Banwart was a fourth round pick of the Oakland Athletics in 2007 and has yet to make his Major League debut. This will be his first season away from the Athletics organization as he looks to join the Clippers in 2014. With more than 850 innings under his belt already, things don't look great for Banwart to ever make it to the Majors, but he seems to be a reliably mediocre AAA starter. He could be a solid base for the rotation as players like Trevor Bauer and Josh Tomlin could be bouncing from level to level. Of course with a career 4.21 ERA, he doesn't leave much to get excited about.
David Cooper is younger than Banwart, but further along in his career as he has already tasted Major League rejection. After two partial seasons in Toronto, Cooper spent all of 2013 rehabbing with the Indians in Arizona and Columbus. At 27 years old, Cooper is an unlikely candidate for the Majors, but with a .750 career MLB OPS, he would likely be a better solution at DH than Jason Giambi (.662 OPS in past two seasons).
David Adams is probably the most interesting of the players signed during the past week. He is younger than the two previously mentioned by a year and played his first year in the Majors in 2013. While he struggled in 43 games with the Yankees, he has shown promise in AAA (16 extra base hits and 21 RBI in 59 games in 2013) and is a serviceable defender at the hot corner. His position may in fact be his most important asset. With Lonnie Chisenhall questionable, being listed as a prospect still while players significantly younger than him have already cemented themselves as All-Stars (like Jason Kipnis), the Indians are far less than confident with their third base situation. The Indians are still awaiting a good offer for Asdrubal Cabrera, but it still seems unlikely that he will finish the season with the Indians. Between his difficult contract situation and Chisenhall's struggles, the Indians are likely to need someone who can play third (Mike Aviles would be the normal back-up, but would be forced to play short stop in Cabrera's absence) at some point this year.

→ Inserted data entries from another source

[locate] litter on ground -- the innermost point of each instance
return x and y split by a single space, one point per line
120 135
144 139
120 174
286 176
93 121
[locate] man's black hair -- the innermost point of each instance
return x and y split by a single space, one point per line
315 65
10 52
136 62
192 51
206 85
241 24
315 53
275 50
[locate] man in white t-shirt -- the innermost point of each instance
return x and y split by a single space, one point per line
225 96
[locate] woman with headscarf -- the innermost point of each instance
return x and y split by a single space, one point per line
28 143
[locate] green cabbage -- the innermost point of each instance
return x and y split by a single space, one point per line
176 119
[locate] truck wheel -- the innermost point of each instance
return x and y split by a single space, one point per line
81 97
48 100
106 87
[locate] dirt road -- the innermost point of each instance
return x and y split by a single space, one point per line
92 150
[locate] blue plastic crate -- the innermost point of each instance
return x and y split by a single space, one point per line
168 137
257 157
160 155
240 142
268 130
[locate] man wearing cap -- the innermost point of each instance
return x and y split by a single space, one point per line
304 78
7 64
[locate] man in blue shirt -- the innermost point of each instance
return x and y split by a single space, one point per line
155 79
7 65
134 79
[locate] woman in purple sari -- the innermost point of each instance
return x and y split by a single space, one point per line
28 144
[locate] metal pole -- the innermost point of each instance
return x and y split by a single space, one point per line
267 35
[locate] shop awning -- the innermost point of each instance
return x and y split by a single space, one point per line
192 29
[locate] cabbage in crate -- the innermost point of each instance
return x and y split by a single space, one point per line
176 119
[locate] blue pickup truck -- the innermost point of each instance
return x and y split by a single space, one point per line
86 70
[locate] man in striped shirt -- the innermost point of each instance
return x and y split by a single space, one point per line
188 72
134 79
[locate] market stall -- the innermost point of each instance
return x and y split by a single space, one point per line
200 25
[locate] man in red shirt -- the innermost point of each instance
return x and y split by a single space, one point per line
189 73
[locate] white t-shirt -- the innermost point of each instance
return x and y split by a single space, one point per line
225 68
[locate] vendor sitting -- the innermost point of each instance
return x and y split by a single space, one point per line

In the end, these deals are unlikely to do much more than increase the average age of the Clippers, but they are necessary to fill out rosters and it is impossible to know who will have an unpredictable break out season. All three players detailed were taken fairly high in their drafts (Cooper was a first round pick in 2008) and that means at one point they showed something special. Even if nothing ever comes from this, these kind of signings won't hurt the Tribe and could possibly lead to some surprises.